Departures & arrivals

This is what happens every day. My 15 month old, after sleeping through the night, wakes up and starts calling for me. I carry him from his crib to the bedroom, feed him, and he falls asleep again, usually waking again for the day sometime after I've left for work.

After I've fed him, I sleep again until I get up for work. The most poignant part of my day is waking up with him snuggled up against me, curled towards me, or with his head touching me while the rest of his body may be angled away. I've seen him in his sleep adjust and shuffle to be closer to me. He craves contact. I let him sleep on, leaving the darkened room to face the day.

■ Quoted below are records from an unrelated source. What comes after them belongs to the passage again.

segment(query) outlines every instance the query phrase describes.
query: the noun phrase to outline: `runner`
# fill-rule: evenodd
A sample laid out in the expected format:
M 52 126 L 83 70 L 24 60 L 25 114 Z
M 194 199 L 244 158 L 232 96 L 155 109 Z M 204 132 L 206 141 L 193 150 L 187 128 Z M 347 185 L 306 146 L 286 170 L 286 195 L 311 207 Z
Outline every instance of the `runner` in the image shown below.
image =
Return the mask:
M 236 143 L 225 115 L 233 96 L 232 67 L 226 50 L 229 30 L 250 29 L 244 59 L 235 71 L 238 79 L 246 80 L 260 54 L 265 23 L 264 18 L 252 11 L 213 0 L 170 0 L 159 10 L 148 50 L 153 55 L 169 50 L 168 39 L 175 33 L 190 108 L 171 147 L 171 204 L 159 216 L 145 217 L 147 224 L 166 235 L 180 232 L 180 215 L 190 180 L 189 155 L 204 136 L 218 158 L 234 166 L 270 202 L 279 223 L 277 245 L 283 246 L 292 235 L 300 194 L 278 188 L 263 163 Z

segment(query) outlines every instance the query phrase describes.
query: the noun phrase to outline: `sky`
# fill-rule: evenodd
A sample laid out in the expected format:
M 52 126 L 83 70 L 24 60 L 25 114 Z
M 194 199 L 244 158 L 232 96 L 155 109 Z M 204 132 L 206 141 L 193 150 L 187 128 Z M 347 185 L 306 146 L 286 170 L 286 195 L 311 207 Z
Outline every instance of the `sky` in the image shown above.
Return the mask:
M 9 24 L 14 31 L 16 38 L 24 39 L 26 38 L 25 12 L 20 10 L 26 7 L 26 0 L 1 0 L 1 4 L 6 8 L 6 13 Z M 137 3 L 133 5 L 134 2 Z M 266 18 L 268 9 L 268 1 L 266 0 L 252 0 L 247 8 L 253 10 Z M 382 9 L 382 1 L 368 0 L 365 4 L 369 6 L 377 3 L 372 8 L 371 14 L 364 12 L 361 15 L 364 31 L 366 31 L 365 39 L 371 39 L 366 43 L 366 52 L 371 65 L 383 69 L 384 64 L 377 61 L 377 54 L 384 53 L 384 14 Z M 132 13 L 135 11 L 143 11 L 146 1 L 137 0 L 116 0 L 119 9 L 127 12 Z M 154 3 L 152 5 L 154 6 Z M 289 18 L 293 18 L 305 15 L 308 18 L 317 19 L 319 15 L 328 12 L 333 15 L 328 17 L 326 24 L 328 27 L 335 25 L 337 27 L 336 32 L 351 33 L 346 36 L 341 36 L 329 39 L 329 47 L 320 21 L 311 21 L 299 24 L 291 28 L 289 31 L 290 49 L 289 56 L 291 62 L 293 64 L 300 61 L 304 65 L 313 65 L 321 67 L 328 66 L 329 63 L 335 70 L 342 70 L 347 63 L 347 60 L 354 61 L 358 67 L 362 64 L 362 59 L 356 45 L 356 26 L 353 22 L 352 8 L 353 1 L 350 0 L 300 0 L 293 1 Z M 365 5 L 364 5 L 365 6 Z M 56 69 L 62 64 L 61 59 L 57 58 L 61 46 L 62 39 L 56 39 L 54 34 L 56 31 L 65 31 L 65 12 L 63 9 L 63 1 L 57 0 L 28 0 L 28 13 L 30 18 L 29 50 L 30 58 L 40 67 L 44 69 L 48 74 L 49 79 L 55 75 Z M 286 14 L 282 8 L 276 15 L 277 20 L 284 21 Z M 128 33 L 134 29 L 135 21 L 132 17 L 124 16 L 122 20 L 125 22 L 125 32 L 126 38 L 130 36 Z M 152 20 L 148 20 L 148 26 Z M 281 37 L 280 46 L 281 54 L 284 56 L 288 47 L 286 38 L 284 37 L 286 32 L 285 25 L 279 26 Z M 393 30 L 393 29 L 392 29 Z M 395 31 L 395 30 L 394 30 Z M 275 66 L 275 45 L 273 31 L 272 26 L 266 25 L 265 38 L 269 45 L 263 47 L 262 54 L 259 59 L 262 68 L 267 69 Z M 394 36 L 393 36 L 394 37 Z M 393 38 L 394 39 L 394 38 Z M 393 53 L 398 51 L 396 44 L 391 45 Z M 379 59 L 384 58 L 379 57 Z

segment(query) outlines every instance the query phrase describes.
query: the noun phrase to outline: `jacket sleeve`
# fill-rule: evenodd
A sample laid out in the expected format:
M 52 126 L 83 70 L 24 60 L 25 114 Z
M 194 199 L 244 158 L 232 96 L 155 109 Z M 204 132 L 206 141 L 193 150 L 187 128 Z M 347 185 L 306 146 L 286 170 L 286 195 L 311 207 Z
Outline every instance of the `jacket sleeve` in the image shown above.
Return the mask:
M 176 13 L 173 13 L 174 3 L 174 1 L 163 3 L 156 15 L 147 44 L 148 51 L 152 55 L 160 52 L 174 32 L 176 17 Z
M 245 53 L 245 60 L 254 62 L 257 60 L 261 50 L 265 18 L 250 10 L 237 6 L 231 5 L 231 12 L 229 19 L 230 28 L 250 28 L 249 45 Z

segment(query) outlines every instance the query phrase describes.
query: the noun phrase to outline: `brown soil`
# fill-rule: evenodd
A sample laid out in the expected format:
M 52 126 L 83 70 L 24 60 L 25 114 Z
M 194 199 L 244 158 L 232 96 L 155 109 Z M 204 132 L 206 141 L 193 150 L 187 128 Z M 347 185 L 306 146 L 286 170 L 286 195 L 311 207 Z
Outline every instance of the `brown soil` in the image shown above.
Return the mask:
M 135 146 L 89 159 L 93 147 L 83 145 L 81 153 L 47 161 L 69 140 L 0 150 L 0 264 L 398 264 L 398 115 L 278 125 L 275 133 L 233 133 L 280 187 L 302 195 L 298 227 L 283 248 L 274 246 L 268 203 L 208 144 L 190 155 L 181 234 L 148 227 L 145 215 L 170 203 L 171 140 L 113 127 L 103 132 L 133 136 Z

When I return, I start to think of him on the short commute home. He in turn reportedly becomes restless half an hour before as he starts to anticipate me. The best part of my day is being reunited. Every working day we are separated, and then restored. The arrivals nearly make up for the departures.

Individual brilliance

At a baby shower on the weekend, we meet up with my friend and her daughter. Baby O is two months older than my son, and seems precocious in her language skills by comparison. She has charming manners and plays her part in routine niceties (please, thank you), can point to a dozen body parts, and is aware of others. She readily imitates words, can nearly count to three, and switches back and forth from Cantonese and English. She's a doll in her party dress among the doting ladies.

Meanwhile, my son is doing what he does best, exploring the environment and problem solving with objects. He is continually active: tearing a plastic cup into three jagged pieces, trying to open every door in the house, picking up all dropped pens and clutching them in his mouth, looking under the rug, attempting to swipe the other toddlers' snacks, ripping paper to shreds...AND eating with great gusto considerably more food than some of the portion-conscious guests.

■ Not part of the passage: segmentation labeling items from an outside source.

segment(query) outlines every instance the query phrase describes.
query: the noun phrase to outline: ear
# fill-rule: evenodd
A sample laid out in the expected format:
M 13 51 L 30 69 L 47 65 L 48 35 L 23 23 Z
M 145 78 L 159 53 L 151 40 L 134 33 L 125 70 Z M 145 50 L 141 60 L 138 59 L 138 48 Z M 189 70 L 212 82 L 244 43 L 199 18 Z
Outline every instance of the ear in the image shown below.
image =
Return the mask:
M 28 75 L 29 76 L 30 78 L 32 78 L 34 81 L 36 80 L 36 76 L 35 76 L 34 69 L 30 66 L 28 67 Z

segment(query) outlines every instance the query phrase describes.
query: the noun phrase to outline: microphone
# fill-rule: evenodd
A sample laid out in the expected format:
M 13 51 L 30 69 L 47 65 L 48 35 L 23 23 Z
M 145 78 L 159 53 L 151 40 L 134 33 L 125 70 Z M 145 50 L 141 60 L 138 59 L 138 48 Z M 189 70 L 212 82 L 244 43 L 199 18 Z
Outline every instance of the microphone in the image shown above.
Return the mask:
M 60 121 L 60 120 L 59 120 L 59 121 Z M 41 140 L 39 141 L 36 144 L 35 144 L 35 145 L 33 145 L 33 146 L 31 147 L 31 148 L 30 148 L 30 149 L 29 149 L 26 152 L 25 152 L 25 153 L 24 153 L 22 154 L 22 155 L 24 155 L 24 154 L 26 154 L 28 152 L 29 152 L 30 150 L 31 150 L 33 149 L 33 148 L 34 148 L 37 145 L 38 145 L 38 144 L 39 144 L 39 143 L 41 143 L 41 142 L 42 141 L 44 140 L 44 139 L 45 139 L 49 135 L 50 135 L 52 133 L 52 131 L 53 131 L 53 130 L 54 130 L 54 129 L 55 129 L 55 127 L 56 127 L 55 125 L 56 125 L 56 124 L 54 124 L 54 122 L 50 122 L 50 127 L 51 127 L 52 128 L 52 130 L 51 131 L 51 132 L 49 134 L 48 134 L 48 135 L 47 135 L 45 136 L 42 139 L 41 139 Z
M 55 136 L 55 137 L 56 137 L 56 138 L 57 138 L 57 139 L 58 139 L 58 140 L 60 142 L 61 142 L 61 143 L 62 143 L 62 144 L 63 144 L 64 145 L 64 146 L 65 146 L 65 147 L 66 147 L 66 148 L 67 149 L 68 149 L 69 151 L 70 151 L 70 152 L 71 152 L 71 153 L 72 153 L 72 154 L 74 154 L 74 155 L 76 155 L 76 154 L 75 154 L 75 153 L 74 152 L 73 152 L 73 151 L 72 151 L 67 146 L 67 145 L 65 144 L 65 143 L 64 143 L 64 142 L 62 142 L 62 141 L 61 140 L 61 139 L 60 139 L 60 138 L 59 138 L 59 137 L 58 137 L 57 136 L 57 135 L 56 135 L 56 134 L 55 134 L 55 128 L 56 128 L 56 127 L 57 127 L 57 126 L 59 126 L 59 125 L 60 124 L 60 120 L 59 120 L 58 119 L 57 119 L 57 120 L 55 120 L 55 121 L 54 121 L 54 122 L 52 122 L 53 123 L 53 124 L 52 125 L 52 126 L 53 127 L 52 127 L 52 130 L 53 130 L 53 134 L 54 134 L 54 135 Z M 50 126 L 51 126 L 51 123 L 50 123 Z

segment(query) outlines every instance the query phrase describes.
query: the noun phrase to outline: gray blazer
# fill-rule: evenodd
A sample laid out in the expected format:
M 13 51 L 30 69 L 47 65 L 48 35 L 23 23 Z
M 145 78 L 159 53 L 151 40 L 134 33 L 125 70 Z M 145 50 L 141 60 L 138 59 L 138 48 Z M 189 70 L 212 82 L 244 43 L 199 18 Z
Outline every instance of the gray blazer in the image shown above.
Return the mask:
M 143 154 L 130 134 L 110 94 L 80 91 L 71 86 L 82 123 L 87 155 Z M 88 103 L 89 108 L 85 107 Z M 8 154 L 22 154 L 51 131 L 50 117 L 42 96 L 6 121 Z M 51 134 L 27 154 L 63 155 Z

Though his counterpart's verbal skills are impressive, I am reminded that my child's attentions have a different focus, and the only thing to do is promote his strengths, ensure he at least keeps up in other areas, and give him all the opportunities to be, as they say, all that he can be.

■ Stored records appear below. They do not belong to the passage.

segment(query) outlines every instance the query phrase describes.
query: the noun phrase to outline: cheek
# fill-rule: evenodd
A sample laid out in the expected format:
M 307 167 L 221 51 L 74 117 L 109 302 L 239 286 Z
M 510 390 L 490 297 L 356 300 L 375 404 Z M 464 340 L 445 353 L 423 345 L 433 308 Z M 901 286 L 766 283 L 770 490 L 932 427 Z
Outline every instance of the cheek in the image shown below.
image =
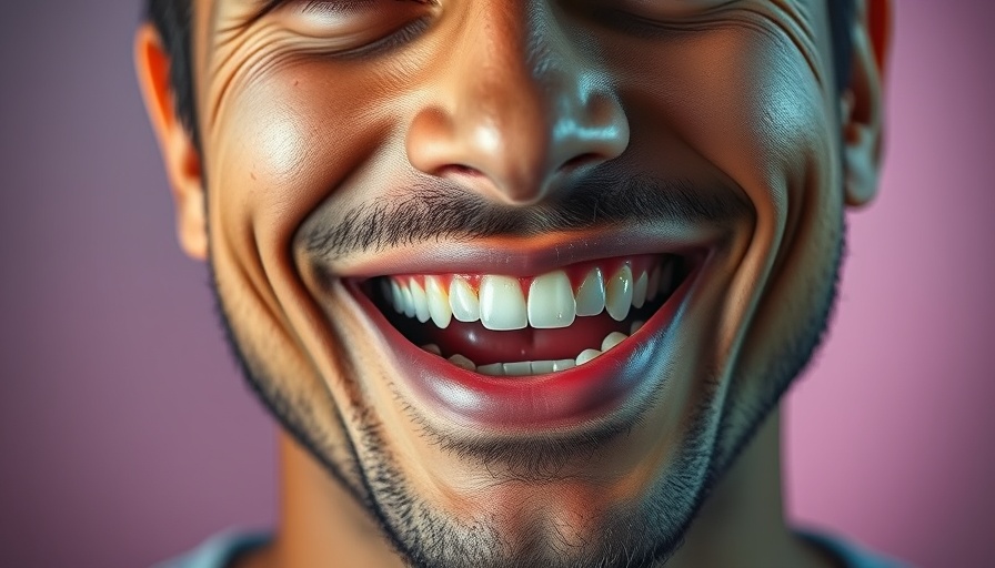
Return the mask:
M 783 219 L 788 187 L 830 155 L 825 93 L 805 57 L 776 32 L 727 26 L 684 33 L 619 53 L 619 61 L 629 68 L 622 89 L 639 142 L 679 140 L 762 216 Z
M 285 252 L 300 224 L 356 174 L 389 132 L 361 81 L 313 61 L 268 65 L 228 95 L 212 140 L 212 204 Z M 232 91 L 234 91 L 234 87 Z M 220 203 L 218 202 L 220 201 Z

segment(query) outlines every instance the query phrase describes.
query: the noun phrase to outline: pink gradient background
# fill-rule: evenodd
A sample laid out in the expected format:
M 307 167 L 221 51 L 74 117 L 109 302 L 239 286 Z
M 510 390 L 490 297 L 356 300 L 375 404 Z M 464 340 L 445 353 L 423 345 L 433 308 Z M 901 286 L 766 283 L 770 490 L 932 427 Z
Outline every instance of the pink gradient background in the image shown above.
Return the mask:
M 0 19 L 0 564 L 145 566 L 270 526 L 274 432 L 175 244 L 138 0 Z M 993 2 L 901 2 L 880 200 L 790 397 L 792 516 L 927 567 L 995 536 Z

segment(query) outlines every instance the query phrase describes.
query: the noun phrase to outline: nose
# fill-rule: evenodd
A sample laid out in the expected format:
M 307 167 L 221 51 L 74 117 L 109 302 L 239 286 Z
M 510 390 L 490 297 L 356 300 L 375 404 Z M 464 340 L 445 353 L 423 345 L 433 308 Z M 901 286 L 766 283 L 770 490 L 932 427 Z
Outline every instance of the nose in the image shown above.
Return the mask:
M 621 103 L 576 40 L 535 7 L 544 2 L 472 3 L 431 103 L 410 125 L 411 164 L 527 205 L 619 156 L 629 145 Z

And yes, gender may be a factor in these observed differences.

Monday, August 15, 2011

Sometimes a stranger

I am so familiar with your emotional ebb and flow. I know when you are content by how you lay your head on me. I recognize your rising frustration and how to defuse it. I can make you laugh over and over again. Still, sometimes, since you change moment to moment, on weekends we become reacquainted as I 'catch up.' On the school preschool play set, I am an arm's length away as you lie on your belly and go down the slide backwards.

I listen as you babble, pre-sleep, practicing blowing raspberries and laughing as I touch the tip of your tongue. As you sling both arms around me and hold on intently, willing me not to go, the purity of your desire brings tears to my eyes.

And when I think you've forgotten something, you wait until we have a quiet moment and show me you haven't. I kiss you on the cheek, and you blow me kisses back.

Fifteen months old and you astonish me every day.